PHILADELPHIA - Researchers at the Lewis Katz School of Medicine at Temple University and the University of Nebraska Medical Center (UNMC) announced they eliminated replication-competent HIV-1 DNA from the genomes of living animals for the first time.
“Our study shows that treatment to suppress HIV replication and gene editing therapy, when given sequentially, can eliminate HIV from cells and organs of infected animals,” Dr. Kamel Khalili said.
Dr. Khalili and his team used CRISPR-Cas9 technology that developed a novel gene editing and gene therapy delivery system in a previous study. CRISPR-Cas9's focus was to remove HIV DNA from the genomes harboring the virus. The gene editing system could effectively excise large fragments of HIV DNA from infected cells, significantly impacting viral gene expression from rats and mice, but could not completely eliminate HIV.
In the new study, researchers combined gene editing with (LASER) ART, a new therapeutic strategy, to stop HIV cells from replicating and then they extracted HIV DNA from the genomes with the virus in 23 "humanized mice." At the end of the study, here was the complete elimination of HIV DNA in about one-third of HIV-infected mice.
“The big message of this work is that it takes both CRISPR-Cas9 and virus suppression through a method such as LASER ART, administered together, to produce a cure for HIV infection,” Dr.
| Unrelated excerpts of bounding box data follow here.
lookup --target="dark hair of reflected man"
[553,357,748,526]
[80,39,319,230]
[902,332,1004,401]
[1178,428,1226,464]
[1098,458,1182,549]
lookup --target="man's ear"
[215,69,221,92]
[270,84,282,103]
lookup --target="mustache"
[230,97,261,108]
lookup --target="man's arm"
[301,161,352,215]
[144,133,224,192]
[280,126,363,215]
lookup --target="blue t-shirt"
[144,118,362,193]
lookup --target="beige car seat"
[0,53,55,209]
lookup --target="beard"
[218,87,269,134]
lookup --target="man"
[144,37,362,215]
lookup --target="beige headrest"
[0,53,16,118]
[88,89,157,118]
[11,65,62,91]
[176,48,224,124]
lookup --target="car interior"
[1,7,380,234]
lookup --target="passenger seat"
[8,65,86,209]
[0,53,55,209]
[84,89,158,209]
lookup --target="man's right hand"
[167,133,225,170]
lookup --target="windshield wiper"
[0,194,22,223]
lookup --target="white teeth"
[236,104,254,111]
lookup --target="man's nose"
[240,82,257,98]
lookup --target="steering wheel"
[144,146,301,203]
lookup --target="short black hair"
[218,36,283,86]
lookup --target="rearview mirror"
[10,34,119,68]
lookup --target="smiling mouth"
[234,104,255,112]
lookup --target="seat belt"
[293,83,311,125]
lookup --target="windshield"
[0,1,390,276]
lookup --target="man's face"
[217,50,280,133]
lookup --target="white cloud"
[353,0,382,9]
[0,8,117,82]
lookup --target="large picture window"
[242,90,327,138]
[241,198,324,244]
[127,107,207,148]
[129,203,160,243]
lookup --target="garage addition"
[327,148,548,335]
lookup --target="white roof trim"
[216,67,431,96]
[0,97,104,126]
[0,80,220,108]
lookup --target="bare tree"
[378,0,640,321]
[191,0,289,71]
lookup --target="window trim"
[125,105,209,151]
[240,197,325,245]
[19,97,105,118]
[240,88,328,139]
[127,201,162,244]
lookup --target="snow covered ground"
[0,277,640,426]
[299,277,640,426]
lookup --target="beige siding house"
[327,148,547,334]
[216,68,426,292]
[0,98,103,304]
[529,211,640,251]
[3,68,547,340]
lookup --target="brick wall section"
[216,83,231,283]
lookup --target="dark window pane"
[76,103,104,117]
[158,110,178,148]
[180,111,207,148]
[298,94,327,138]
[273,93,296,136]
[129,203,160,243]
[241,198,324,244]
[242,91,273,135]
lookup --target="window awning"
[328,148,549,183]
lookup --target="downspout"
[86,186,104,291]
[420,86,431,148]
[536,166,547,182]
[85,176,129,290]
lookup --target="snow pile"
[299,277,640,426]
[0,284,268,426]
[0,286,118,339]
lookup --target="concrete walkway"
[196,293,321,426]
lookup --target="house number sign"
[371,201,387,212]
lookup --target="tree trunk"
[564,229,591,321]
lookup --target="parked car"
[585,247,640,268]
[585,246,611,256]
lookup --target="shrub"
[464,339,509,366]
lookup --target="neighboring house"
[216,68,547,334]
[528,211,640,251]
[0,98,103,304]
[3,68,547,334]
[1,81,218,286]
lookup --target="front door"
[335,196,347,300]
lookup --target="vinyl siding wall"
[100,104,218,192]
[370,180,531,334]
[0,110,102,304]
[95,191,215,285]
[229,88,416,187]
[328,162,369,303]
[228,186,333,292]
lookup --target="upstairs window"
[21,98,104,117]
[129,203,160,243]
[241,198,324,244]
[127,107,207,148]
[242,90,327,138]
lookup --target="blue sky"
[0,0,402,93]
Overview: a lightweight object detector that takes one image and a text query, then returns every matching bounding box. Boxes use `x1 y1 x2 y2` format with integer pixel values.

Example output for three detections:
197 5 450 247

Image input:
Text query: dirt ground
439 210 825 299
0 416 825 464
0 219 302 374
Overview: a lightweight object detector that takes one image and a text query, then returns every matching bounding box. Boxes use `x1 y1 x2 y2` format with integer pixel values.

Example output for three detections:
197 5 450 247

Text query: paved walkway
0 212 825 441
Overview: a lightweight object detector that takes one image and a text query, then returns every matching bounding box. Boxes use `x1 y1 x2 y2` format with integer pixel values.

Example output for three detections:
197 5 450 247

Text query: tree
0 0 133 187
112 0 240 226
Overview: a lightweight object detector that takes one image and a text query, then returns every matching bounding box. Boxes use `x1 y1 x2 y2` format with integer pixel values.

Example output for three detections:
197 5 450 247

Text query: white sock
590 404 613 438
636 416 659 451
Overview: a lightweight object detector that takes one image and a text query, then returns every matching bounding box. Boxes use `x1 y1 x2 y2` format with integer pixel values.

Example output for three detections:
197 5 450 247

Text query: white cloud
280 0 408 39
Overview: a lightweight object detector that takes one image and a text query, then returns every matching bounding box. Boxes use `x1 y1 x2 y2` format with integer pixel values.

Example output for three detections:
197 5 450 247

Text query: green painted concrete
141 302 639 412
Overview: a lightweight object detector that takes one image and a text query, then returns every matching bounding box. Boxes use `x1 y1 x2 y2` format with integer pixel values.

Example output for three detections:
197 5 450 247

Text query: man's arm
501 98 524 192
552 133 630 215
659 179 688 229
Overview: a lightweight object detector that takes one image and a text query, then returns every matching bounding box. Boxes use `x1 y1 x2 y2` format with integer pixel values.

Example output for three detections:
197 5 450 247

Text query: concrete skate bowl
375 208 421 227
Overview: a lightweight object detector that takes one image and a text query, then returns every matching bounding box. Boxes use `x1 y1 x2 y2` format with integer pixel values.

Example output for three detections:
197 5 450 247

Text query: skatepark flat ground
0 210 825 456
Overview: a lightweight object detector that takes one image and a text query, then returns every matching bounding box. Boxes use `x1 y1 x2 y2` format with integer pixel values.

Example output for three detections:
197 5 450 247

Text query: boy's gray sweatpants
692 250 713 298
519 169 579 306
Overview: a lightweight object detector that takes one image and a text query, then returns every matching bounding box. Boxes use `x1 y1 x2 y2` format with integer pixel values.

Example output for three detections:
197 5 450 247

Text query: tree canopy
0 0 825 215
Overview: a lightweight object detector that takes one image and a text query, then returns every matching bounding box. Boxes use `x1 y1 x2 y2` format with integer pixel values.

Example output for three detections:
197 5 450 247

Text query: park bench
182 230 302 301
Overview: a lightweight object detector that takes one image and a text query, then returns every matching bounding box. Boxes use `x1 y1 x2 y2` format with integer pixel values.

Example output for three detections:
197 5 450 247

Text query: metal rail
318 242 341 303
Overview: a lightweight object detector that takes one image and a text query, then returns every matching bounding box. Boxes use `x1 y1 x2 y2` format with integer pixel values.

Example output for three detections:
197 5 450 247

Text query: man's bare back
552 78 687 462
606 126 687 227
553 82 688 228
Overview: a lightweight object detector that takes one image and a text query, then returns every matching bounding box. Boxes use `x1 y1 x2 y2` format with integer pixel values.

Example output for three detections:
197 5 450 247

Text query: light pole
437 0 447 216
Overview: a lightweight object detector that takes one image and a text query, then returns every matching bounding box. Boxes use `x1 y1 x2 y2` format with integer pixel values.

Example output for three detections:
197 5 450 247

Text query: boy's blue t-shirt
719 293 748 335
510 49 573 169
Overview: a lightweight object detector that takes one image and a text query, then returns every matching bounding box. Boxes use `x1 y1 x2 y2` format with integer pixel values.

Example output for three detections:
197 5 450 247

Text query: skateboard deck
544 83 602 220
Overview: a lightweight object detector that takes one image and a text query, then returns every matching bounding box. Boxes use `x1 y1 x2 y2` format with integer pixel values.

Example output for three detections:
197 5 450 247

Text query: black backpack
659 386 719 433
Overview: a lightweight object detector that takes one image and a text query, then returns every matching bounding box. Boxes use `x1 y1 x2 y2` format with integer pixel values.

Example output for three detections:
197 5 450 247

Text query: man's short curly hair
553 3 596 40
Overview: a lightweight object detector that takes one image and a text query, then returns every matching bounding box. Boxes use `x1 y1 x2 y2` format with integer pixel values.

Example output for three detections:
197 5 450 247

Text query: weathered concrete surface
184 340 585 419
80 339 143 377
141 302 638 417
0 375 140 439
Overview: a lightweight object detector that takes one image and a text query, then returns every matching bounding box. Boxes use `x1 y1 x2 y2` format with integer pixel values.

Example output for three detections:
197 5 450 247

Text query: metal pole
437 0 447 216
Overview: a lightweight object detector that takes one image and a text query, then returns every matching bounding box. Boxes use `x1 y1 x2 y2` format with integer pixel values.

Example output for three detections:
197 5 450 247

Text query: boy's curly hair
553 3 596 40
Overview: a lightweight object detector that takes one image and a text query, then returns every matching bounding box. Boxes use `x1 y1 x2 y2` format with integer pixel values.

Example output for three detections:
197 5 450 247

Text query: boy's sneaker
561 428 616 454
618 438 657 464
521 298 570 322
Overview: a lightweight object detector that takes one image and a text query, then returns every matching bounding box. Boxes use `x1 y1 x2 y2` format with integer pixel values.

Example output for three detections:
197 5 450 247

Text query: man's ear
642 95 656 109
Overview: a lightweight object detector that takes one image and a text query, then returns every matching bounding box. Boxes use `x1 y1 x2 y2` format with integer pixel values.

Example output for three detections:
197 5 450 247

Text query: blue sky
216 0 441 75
Khalili said. “We now have a clear path to move ahead to trials in non-human primates and possibly clinical trials in human patients within the year.”
According to UNAIDS, there are nearly 37 million people living with HIV. The current HIV treatment prevents the virus from replicating but does not eliminate it from the body.
Scientists say they're still years away from offering the injections to people but it's a step in the right direction. Doctors will test the treatment on larger animals and then eventually people.
The study was published in the journal Nature Communications on July 2.